We consider 10 cities where murder rates are higher
# in this example we are focusing only cities where murder rates are increased drastically
#find the 10th highest value
top10value2016 =sort(murder2016$change,TRUE)[10];
top10value2015 =sort(murder2015$change,TRUE)[10];
#consider cities which has greater than top 10th crime increase also subset the columns
murder2016_top10 <-subset(murder2016,change >= top10value2016,select = c(city,state,murders_2015,murders_2016,change))
murder2015_top10 <-subset(murder2015,change >= top10value2015)
Add a new columns for increase rate
#add a new column by deriving value from an existing column
murder2016_top10 <- transform(murder2016_top10 ,increase = round(change/murders_2015 *100,0))
murder2015_top10 <- transform(murder2015_top10 ,increase = round(change/murders_2014 *100,0))

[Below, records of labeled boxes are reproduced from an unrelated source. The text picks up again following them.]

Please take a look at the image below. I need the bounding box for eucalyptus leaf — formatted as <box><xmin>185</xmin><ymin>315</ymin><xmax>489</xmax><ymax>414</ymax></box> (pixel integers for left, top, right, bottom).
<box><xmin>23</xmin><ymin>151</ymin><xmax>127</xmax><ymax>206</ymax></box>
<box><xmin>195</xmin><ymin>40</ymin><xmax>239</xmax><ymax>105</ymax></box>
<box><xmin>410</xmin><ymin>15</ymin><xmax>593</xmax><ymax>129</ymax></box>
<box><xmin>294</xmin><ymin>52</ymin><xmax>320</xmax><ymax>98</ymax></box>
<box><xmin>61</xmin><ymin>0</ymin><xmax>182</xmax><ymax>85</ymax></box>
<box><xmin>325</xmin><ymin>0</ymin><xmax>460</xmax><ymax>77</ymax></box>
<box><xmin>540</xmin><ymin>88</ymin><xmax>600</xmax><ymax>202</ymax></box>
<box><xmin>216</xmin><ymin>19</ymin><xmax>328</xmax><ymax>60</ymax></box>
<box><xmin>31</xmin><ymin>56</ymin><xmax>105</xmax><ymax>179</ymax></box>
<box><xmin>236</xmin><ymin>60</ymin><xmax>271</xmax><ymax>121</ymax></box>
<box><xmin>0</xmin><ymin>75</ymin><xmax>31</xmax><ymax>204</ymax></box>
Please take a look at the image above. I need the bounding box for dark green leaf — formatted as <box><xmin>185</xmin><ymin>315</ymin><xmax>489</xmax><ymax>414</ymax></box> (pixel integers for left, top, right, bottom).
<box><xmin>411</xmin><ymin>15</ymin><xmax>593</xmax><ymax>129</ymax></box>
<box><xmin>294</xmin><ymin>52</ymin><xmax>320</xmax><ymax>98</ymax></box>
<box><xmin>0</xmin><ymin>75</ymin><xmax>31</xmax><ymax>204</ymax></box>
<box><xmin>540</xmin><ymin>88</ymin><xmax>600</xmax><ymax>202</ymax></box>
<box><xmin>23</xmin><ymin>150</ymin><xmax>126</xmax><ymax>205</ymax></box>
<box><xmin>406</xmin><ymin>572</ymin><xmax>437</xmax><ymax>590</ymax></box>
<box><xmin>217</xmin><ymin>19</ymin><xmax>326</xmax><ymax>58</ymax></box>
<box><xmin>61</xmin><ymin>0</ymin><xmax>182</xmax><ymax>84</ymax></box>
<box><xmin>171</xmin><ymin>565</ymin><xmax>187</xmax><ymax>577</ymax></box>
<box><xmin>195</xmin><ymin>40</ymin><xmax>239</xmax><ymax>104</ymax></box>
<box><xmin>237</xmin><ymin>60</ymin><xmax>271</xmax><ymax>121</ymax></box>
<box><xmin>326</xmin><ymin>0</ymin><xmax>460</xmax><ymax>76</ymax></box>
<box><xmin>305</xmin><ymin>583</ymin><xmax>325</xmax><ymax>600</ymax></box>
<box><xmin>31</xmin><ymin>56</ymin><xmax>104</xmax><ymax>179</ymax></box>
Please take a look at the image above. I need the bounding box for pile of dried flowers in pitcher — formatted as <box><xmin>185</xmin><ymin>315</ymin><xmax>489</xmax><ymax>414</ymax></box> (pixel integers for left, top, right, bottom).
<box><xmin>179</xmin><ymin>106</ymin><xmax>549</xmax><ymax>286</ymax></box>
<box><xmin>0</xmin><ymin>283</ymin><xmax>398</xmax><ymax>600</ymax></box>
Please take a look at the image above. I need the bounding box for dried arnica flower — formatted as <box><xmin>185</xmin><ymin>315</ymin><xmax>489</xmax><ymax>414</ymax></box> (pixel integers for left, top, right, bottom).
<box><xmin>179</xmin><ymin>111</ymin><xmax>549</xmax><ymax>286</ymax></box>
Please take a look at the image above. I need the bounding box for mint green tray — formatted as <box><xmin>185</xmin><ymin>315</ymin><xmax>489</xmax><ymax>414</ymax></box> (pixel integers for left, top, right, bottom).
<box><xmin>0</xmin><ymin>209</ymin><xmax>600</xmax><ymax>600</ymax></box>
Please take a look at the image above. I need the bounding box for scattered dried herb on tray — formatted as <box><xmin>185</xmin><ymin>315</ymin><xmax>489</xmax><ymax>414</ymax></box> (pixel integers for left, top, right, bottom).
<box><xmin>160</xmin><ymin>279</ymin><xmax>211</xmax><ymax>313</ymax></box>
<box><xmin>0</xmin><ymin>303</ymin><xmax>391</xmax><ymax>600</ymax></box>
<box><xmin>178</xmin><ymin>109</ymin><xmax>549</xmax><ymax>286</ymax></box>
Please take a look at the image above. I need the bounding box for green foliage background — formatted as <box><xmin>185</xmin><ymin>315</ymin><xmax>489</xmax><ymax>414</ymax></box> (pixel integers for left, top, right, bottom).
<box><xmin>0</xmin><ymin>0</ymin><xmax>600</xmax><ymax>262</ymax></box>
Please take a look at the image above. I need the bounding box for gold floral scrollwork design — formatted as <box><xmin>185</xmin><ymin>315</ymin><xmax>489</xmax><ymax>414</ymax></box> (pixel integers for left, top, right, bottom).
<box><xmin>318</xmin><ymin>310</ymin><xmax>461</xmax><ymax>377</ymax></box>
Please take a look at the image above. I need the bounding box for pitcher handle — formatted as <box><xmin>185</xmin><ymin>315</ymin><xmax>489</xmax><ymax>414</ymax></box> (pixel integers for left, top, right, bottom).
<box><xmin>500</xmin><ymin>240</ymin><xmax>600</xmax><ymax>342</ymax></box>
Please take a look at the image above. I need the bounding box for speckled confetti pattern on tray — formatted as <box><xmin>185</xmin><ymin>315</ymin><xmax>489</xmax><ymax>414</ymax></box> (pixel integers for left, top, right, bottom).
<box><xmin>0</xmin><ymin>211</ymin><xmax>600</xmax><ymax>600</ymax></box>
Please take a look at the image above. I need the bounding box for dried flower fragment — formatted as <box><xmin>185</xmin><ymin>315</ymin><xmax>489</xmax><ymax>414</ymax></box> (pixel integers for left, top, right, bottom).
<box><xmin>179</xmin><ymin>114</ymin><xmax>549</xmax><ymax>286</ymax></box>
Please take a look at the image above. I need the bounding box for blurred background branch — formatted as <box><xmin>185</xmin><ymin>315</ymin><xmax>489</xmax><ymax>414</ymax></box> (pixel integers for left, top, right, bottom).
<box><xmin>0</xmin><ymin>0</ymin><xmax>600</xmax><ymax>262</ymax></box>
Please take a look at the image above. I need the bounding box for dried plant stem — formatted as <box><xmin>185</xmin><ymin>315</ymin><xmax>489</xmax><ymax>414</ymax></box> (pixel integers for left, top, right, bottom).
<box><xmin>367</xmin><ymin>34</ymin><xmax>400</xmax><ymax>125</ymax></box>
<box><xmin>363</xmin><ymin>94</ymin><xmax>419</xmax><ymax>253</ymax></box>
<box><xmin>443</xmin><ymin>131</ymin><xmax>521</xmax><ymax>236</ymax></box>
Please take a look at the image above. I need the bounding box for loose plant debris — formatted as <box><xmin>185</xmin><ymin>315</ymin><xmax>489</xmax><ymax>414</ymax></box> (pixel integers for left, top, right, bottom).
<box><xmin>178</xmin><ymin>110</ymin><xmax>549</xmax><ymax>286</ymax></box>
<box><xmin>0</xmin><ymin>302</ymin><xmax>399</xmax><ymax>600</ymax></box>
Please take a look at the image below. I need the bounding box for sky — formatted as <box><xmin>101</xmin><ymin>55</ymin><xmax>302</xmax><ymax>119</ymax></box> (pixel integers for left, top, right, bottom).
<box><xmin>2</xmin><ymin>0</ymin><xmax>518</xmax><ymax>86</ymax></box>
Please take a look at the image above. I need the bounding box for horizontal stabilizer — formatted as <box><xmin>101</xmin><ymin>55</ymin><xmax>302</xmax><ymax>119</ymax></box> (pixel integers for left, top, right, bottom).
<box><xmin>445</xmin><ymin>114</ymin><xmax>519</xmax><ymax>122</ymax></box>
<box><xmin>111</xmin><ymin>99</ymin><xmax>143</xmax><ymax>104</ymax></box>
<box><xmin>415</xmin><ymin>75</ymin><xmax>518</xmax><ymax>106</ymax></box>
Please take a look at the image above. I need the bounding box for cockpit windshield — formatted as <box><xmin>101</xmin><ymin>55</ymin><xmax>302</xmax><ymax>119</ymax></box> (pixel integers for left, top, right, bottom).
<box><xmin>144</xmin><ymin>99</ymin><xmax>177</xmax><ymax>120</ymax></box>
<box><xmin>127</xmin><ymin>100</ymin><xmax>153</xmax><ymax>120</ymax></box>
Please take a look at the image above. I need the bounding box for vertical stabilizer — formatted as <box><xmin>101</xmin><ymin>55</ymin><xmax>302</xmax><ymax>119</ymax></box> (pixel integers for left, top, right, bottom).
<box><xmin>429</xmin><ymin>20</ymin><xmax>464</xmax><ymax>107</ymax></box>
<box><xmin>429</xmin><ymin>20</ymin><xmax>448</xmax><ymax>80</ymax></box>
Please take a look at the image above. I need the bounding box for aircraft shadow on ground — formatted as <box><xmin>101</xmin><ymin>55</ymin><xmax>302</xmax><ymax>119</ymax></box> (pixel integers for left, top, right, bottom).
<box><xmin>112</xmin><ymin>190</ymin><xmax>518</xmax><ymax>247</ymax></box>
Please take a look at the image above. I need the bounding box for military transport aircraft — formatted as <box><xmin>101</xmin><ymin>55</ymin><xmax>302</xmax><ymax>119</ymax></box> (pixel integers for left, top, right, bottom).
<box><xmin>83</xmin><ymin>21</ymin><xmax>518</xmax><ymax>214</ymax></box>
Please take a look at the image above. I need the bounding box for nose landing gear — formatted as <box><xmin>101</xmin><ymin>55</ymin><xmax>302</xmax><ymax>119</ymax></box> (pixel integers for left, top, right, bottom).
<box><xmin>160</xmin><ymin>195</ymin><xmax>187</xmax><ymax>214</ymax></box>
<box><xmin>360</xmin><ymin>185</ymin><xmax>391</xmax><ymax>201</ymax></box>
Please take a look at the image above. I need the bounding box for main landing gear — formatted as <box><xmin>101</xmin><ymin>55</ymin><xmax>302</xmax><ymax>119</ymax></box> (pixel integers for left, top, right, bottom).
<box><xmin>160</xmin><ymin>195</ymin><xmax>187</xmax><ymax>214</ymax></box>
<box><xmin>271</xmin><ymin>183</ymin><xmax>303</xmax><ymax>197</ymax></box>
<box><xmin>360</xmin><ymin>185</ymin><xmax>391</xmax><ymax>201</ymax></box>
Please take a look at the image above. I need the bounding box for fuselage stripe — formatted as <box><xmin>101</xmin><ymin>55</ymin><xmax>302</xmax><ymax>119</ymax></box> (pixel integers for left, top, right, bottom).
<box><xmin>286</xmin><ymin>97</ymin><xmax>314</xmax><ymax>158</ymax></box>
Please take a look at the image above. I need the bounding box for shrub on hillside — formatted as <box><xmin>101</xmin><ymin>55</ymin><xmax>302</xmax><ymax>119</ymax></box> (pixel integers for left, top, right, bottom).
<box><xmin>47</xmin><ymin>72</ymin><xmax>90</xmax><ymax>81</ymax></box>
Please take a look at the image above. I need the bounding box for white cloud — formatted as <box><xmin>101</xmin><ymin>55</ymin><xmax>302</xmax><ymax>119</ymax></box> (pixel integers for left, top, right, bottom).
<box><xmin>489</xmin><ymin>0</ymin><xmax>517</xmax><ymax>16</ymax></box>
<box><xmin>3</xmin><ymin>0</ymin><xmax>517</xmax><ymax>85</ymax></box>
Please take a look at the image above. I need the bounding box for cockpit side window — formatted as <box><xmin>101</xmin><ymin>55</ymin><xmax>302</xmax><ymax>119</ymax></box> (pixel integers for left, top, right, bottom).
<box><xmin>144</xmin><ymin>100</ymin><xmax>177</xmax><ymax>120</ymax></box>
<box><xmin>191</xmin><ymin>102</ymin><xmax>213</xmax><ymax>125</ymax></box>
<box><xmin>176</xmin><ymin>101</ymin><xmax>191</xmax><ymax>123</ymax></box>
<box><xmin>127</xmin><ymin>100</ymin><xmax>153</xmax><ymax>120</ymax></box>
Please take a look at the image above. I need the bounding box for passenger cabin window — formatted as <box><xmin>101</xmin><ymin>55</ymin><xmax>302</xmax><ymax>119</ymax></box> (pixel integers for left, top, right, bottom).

Create a new data from by combining 2 different data frame , which will make the comparison easier. Data frame are joined using city and state.
murder2016_subset <- transform(murder2016 ,increase_rate = round(change/murders_2015 *100,0))
murder2015_subset <- transform(murder2015 ,increase_rate = round(change/murders_2014 *100,0))
murder2016_subset <-subset(murder2016_subset,select = c(city,state,increase_rate,change))
murder2015_subset <-subset(murder2015_subset,select = c(city,state,increase_rate,change))
joinedresult = inner_join(murder2016_subset , murder2015_subset, by = c("city","state"), suffix = c("_2016","_2015"))
joinedresult10 <- head(joinedresult,10)
Display 10 cities and murder rates where murder rates are higher over previous year (2016)
ggplot(data=murder2016_top10, aes(x=city, y=increase,color=city,fill=city)) + geom_bar(stat="identity") +labs(title='Crime Rate Across major cities 2016',x='City',y='Crime Rate increase') + theme(axis.text.x = element_text(angle = 90, vjust = 0.5, hjust=1))+geom_text(aes(label=increase), position=position_dodge(width=0.9), vjust=-0.25)
Comparison of murder rate in 2015 and 2016
joinedresult10_new <-subset(joinedresult10,select = c(city,increase_rate_2016,increase_rate_2015))
joinedresult10_new_transform <- joinedresult10_new %>%
gather("Stat", "Value", -city)
ggplot(joinedresult10_new_transform, aes(x = city, y = Value, fill = Stat)) +
geom_col(position = "dodge")+labs(title='Crime Rate Comparison',x='City',y='Crime Rate increase')+ theme(axis.text.x = element_text(angle = 90, vjust = 0.5, hjust=1))
From the data analysis it is clear that there is widespread rise in murder rate in 2015. In 2016 it appears more concentrated in few big cities like Chicago and Orlando.